Our private keys are stored in Redis, which might make this difficult.

I would love to see some progress in this direction. Having encrypted mails out-of-the-box is something that more and more people want to have but don't want to invest a lot of time in (client-side encryption can still be a mess, especially when trying to have it working on multiple devices and webmail).

I wonder why so many p2p-communication protocols/technologies are encrypted by default today but email still isn't; and people just keep sending sensitive data that way for everyone on the physical line to look at :/.

I would like to see something implemented to use PGP.

Use it in a client. Or use Zeyple (as soon as it is fixed). Or sponsor it. :-)

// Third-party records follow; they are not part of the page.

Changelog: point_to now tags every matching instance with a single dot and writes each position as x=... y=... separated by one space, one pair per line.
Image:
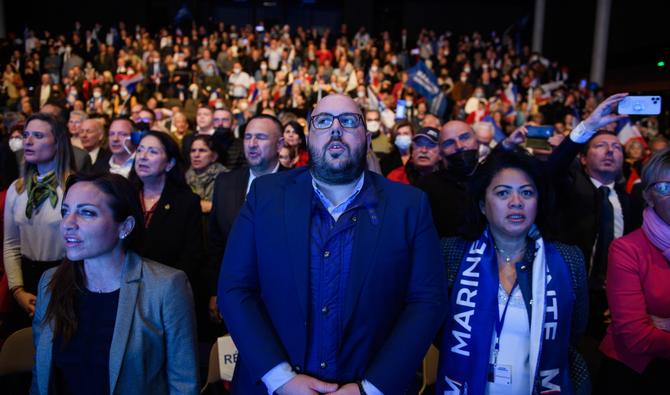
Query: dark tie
x=605 y=237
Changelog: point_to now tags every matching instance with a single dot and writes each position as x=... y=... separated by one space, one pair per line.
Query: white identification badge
x=500 y=374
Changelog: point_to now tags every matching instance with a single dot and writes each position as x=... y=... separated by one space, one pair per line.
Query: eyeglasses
x=347 y=120
x=661 y=187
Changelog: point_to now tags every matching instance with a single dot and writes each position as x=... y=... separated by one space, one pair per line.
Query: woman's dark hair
x=520 y=159
x=176 y=175
x=300 y=131
x=67 y=282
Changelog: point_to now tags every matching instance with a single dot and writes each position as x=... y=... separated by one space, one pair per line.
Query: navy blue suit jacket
x=395 y=298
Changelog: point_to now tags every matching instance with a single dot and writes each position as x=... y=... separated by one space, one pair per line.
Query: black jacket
x=577 y=200
x=174 y=235
x=449 y=200
x=230 y=192
x=101 y=164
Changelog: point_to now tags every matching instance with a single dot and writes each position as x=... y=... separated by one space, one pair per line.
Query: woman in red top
x=637 y=343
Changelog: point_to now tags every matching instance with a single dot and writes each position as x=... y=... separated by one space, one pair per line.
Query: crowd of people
x=140 y=217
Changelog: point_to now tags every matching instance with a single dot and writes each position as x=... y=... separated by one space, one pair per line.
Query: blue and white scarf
x=466 y=341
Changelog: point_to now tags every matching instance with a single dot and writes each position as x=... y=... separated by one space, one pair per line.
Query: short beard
x=348 y=173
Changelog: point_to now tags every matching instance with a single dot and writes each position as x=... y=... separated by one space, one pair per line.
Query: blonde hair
x=63 y=156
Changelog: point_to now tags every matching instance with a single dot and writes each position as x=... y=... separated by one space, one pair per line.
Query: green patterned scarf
x=39 y=191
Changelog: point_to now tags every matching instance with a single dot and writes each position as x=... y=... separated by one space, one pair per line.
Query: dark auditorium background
x=638 y=37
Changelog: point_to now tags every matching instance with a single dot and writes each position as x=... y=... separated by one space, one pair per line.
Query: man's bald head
x=431 y=121
x=457 y=136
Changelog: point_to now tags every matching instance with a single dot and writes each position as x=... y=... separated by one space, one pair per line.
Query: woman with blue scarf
x=518 y=302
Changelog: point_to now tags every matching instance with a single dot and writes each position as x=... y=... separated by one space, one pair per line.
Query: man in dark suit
x=92 y=136
x=332 y=280
x=593 y=207
x=262 y=143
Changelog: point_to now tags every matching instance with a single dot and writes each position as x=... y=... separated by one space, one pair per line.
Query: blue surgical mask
x=403 y=142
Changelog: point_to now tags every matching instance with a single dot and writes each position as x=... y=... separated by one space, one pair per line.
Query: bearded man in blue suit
x=332 y=280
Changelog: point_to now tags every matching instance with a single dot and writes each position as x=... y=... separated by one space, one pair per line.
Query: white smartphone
x=640 y=105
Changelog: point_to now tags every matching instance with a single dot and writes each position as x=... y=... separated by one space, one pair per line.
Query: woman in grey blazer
x=108 y=321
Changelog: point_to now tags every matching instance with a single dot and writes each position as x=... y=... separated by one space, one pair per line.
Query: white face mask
x=373 y=126
x=403 y=142
x=16 y=144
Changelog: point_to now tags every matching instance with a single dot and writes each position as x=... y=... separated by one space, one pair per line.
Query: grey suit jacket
x=153 y=348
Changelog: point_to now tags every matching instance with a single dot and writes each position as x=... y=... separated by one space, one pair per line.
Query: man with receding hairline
x=331 y=281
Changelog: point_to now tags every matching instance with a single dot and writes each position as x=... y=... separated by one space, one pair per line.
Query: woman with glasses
x=637 y=343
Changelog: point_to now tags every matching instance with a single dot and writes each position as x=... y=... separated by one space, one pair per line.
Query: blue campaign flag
x=422 y=79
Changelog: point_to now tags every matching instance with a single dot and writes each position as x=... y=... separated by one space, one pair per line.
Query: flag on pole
x=422 y=79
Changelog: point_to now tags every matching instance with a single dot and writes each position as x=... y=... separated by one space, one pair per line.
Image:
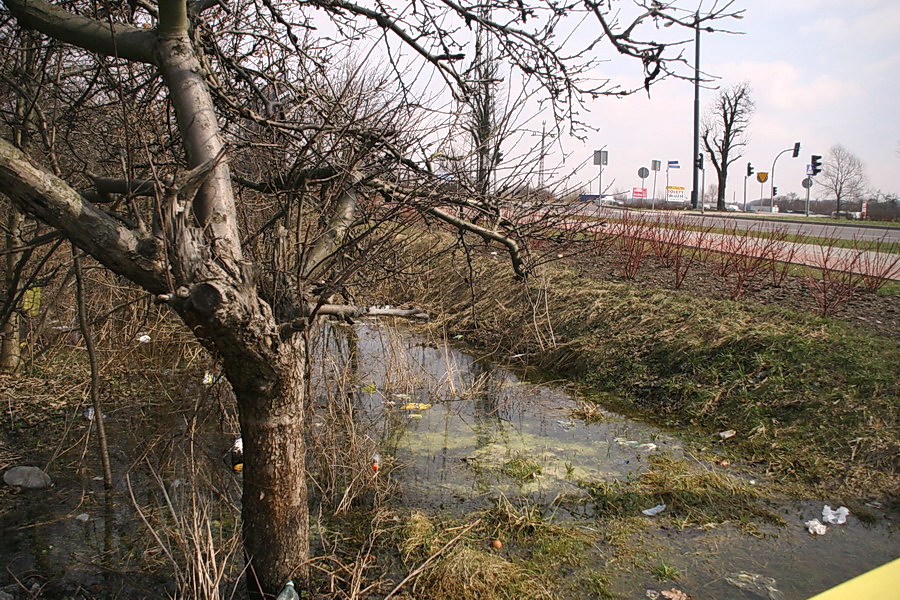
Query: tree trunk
x=274 y=506
x=10 y=349
x=720 y=201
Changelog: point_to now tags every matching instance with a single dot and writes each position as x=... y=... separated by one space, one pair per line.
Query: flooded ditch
x=453 y=434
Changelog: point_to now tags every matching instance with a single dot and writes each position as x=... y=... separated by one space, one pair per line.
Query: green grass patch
x=694 y=495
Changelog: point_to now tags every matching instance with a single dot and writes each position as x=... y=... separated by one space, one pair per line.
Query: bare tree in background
x=246 y=170
x=843 y=175
x=724 y=132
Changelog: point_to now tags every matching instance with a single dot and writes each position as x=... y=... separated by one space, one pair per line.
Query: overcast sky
x=822 y=72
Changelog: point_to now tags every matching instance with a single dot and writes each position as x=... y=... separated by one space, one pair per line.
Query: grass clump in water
x=460 y=564
x=522 y=468
x=694 y=495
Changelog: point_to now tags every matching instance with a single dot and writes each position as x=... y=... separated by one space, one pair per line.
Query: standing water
x=454 y=433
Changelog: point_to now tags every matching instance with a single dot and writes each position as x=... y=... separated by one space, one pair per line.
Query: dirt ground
x=877 y=311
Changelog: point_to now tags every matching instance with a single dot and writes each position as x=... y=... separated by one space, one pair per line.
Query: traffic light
x=816 y=162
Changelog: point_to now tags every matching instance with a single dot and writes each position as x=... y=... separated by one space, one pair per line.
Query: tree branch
x=111 y=39
x=49 y=198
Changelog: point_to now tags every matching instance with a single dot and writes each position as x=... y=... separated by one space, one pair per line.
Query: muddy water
x=454 y=433
x=458 y=428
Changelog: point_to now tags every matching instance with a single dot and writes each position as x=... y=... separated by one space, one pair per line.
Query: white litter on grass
x=815 y=527
x=655 y=510
x=835 y=517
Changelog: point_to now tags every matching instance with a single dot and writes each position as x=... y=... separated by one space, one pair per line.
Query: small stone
x=27 y=477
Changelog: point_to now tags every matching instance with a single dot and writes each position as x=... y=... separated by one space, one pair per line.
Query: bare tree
x=843 y=175
x=245 y=190
x=725 y=132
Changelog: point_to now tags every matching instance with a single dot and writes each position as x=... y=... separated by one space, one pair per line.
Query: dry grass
x=459 y=564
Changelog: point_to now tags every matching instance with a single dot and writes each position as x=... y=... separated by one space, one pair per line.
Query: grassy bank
x=813 y=402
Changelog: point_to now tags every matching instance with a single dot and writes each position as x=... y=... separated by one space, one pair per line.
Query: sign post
x=654 y=166
x=643 y=172
x=761 y=177
x=807 y=183
x=601 y=157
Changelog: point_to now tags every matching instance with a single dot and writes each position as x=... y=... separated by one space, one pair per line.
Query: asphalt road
x=780 y=223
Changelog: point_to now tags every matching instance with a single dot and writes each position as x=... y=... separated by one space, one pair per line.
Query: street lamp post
x=694 y=194
x=600 y=159
x=796 y=150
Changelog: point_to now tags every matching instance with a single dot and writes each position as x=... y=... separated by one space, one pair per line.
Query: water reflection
x=466 y=430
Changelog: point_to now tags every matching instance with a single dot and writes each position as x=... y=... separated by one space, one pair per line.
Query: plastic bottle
x=288 y=593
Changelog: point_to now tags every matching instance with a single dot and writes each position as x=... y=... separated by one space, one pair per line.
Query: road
x=774 y=223
x=882 y=265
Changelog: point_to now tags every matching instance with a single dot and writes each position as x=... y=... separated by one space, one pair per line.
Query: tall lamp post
x=796 y=153
x=696 y=175
x=600 y=158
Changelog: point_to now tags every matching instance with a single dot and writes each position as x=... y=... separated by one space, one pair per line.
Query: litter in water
x=815 y=527
x=655 y=510
x=647 y=447
x=757 y=584
x=835 y=517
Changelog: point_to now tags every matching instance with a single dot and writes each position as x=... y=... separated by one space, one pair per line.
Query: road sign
x=675 y=193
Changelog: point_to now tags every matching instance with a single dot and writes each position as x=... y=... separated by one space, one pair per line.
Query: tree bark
x=10 y=349
x=274 y=507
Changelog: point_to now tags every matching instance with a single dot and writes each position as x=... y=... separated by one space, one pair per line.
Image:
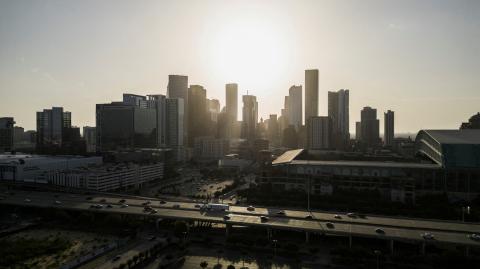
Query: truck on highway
x=216 y=207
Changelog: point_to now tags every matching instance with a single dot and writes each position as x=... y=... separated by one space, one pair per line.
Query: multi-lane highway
x=320 y=222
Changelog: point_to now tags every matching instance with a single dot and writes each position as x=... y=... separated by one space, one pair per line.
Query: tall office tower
x=135 y=100
x=338 y=111
x=213 y=108
x=389 y=128
x=51 y=124
x=231 y=106
x=6 y=134
x=197 y=113
x=311 y=93
x=295 y=106
x=90 y=137
x=273 y=129
x=175 y=122
x=158 y=102
x=319 y=132
x=358 y=131
x=178 y=88
x=370 y=130
x=249 y=117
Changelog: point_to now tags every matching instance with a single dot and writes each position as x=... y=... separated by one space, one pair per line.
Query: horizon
x=404 y=56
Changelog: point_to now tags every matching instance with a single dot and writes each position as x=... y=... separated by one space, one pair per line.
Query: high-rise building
x=338 y=111
x=370 y=130
x=249 y=117
x=6 y=134
x=213 y=107
x=273 y=129
x=178 y=88
x=295 y=106
x=311 y=93
x=389 y=128
x=51 y=124
x=159 y=103
x=319 y=132
x=197 y=113
x=90 y=137
x=231 y=107
x=175 y=118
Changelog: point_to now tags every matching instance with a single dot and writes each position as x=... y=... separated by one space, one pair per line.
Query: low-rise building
x=31 y=168
x=107 y=177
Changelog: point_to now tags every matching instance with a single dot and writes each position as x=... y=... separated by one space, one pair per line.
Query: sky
x=420 y=59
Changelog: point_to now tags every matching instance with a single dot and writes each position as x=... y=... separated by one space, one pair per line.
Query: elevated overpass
x=392 y=229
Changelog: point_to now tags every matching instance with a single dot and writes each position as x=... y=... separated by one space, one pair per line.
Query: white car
x=428 y=236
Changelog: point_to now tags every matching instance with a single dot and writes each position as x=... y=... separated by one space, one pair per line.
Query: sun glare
x=251 y=53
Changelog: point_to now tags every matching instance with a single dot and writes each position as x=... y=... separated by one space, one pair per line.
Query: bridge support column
x=228 y=229
x=391 y=246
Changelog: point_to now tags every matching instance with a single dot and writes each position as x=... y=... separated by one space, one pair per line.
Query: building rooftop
x=465 y=136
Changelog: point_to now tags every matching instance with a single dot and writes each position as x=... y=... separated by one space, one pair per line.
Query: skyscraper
x=90 y=137
x=231 y=107
x=311 y=93
x=197 y=113
x=338 y=111
x=295 y=106
x=6 y=134
x=319 y=132
x=50 y=127
x=158 y=102
x=178 y=88
x=175 y=118
x=389 y=128
x=370 y=132
x=249 y=117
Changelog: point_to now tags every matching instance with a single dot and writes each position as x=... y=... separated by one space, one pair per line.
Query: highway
x=398 y=229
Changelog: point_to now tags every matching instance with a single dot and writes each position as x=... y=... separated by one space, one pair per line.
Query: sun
x=249 y=52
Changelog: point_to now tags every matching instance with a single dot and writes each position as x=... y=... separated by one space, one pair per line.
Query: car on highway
x=428 y=236
x=475 y=237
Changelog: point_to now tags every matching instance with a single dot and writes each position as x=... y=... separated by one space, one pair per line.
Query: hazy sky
x=418 y=58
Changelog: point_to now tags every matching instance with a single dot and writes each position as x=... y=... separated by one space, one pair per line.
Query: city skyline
x=432 y=46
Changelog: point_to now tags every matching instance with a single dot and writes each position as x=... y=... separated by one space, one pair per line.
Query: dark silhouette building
x=311 y=93
x=6 y=134
x=473 y=122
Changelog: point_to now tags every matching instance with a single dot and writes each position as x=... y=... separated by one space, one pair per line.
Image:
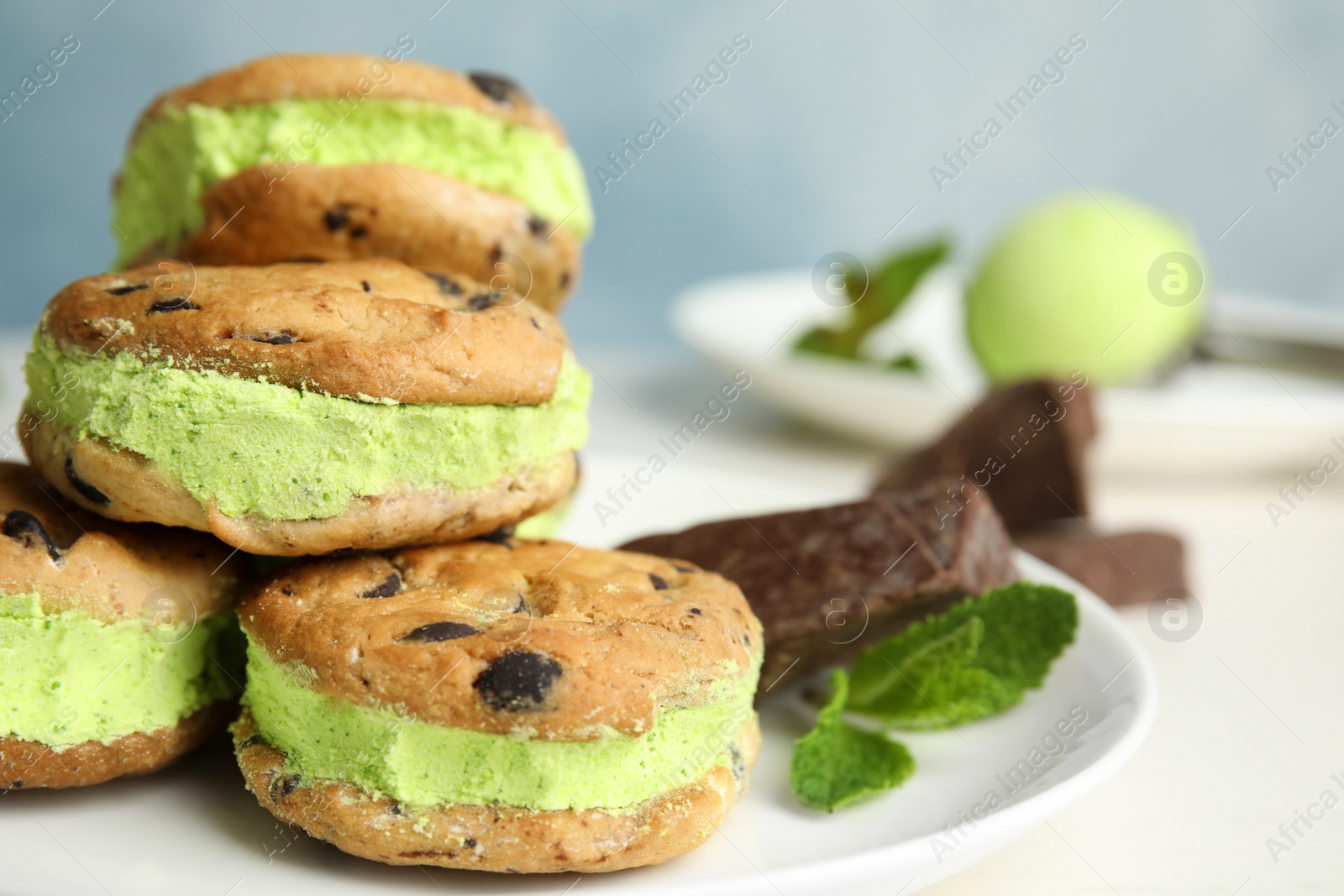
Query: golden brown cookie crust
x=615 y=637
x=329 y=76
x=495 y=839
x=139 y=490
x=275 y=214
x=105 y=569
x=371 y=328
x=26 y=763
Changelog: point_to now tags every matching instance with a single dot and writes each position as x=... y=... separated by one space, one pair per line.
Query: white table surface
x=1249 y=730
x=1249 y=727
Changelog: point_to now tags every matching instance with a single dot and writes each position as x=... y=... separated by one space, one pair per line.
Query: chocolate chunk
x=828 y=582
x=1121 y=567
x=497 y=87
x=436 y=631
x=1025 y=445
x=22 y=526
x=390 y=586
x=174 y=304
x=519 y=681
x=87 y=492
x=445 y=285
x=282 y=786
x=501 y=537
x=123 y=291
x=484 y=300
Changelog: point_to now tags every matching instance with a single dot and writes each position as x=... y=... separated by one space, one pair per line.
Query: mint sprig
x=875 y=300
x=974 y=660
x=837 y=763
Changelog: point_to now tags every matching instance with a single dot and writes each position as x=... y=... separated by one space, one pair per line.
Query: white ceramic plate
x=194 y=829
x=1209 y=417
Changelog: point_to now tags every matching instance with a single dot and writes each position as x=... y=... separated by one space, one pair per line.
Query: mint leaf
x=874 y=300
x=837 y=763
x=974 y=660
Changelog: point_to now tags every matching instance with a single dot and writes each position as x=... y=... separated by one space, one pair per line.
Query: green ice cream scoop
x=1102 y=284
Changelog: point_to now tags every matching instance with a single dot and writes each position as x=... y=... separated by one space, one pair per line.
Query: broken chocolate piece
x=519 y=681
x=445 y=284
x=828 y=582
x=497 y=87
x=175 y=304
x=1121 y=567
x=87 y=490
x=436 y=631
x=501 y=537
x=390 y=586
x=22 y=526
x=1025 y=445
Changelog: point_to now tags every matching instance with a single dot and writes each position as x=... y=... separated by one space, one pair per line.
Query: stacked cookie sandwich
x=342 y=157
x=333 y=338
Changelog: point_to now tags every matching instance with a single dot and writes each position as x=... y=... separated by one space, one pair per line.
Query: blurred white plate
x=194 y=829
x=1209 y=417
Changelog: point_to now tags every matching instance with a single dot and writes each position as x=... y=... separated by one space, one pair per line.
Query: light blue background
x=820 y=140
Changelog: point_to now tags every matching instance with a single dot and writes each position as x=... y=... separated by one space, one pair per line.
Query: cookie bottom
x=495 y=839
x=138 y=492
x=27 y=763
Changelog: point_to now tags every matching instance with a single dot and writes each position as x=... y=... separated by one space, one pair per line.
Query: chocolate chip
x=445 y=285
x=123 y=291
x=497 y=87
x=22 y=526
x=87 y=492
x=393 y=584
x=436 y=631
x=174 y=304
x=499 y=537
x=519 y=681
x=484 y=301
x=282 y=786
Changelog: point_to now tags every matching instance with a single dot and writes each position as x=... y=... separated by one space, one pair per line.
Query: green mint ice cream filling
x=288 y=454
x=179 y=155
x=425 y=765
x=69 y=678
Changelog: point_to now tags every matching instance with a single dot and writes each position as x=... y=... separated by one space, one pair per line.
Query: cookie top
x=367 y=329
x=508 y=636
x=114 y=571
x=322 y=76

How much would that cost if someone would sponsor this kind of feature?

Maybe we can raise a gofundme? ;)

Naah, it's fine. It is just that we already have Zeyple and Ciphermail is something to be included in the docs.

I don't have time to add it. :-/

No, seriously. If you would include a proper way in the docs or even make it easily configurable by some env variable, people would gladly participate in crowdfunding, I'm sure.

I mean, after all it would be another thing that gets added to the stack which someone has to look after and update and stuff...

I hope everyone appreciates the work that is being put in here.

This issue has been automatically marked as stale because it has not had recent activity. It will be closed if no further activity occurs. Thank you for your contributions.